I glanced up involuntarily. He was looking down this time, at Alicia. ‘I always liked that girl,’ he said simply. He walked around the coffin, passing within two feet of me as he went through the archway.
Thank God Cully is so tall. I spotted him immediately and flew to him like a bird homing to its particular tree. He was engaged in low-voiced conversation with a group of college people: Barbara, the Cochrans, Jeff Simmons, a couple of familiar faces I couldn’t label. I jerked at Cully’s coat. He swung round with a surprised look. When he saw my face, he mumbled an excuse over his shoulder and moved me away.
‘I have to get out of here,’ I said through clenched teeth. He saw I meant it, and quickly asked Theo to get Mimi home; and without waiting for an answer
he whisked me out the door and into the parking lot just in time. I sped to a clump of bushes on the far side, and I vomited.
‘Romantic, huh?’ I gasped between heaves. He wisely kept his mouth shut. I loved him so much for that that I could have kissed his hands. But love and throwing up, fear and throwing up, don’t blend. In the end, all you think about is throwing up.
That night Cully’s training paid off in spades. He didn’t ask me any questions on the way home. He just murmured soothing things about a hot bath and bed, exactly what I’d been dreaming of myself. I leaned back against the car seat in a jelly of exhaustion. Things gradually quieted down internally.
It wasn’t just the eerie conversation with Cully’s father that had upset me so violently, or Mimi’s painful withdrawal, or Ray’s hostility, though all had contributed. When I’d looked down at Alicia’s still face, I had seen my own. I had seen my longer, thinner hands folded on my waist.
It had been a vile moment, worse than a glimpse of my mother dead drunk, worse than the leer I’d seen in my stepfather’s face; worse, even, than my rape. During that long ordeal, I’d known my enemy. He was right there on me. Now I didn’t know who he was, whether he was observing me, or whether his hatred of me was spent or active. I’d finally reached the end of my rope. My reserves of courage were exhausted. My almost-faded bruises seemed to take on new life. My gums around the loosened teeth ached. I thought I tasted blood in my mouth again.

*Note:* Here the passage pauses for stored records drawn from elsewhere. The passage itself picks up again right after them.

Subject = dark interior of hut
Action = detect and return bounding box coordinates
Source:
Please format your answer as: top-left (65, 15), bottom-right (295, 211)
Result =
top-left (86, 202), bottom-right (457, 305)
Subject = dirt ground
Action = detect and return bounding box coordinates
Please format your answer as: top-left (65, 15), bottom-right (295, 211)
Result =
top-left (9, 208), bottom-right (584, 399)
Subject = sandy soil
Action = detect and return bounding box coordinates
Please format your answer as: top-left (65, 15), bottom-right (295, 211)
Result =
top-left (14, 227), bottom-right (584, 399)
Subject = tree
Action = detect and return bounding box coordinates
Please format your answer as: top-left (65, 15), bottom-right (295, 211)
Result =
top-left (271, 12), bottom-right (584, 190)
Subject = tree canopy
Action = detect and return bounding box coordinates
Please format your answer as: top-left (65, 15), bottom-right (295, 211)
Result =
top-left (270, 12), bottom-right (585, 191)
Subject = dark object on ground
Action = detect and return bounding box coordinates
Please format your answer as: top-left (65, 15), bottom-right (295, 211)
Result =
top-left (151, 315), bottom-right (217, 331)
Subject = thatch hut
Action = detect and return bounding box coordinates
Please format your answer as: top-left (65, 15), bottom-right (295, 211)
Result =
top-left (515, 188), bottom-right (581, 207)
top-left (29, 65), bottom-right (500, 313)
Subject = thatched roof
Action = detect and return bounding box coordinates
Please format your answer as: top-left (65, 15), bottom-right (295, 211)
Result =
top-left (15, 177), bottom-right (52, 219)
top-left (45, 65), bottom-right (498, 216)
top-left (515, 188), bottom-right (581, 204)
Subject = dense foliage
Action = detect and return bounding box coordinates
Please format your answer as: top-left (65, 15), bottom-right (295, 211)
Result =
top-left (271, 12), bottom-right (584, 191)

As I brushed my teeth in the blessed solitude of the bathroom, I decided it would suit me just fine if nothing ever happened to me again in my life. Nothing more distressing than misplacing my keys, nothing more elating than successfully matching some drapes to a rug. Yes, that would suit me just fine.
To make myself feel better, I let myself dream dreams I normally would have dismissed from my mind. Would Cully ask me to marry him? Given the example of my own mother’s remarriage, the misalliance of Elaine and Don Houghton, and Cully’s and Mimi’s washouts, it was amazing that I wanted to contemplate marriage. But the dreams fed you as a child are almost impossible to dislodge. Those dreams can be very comforting when just being an adult is a burden.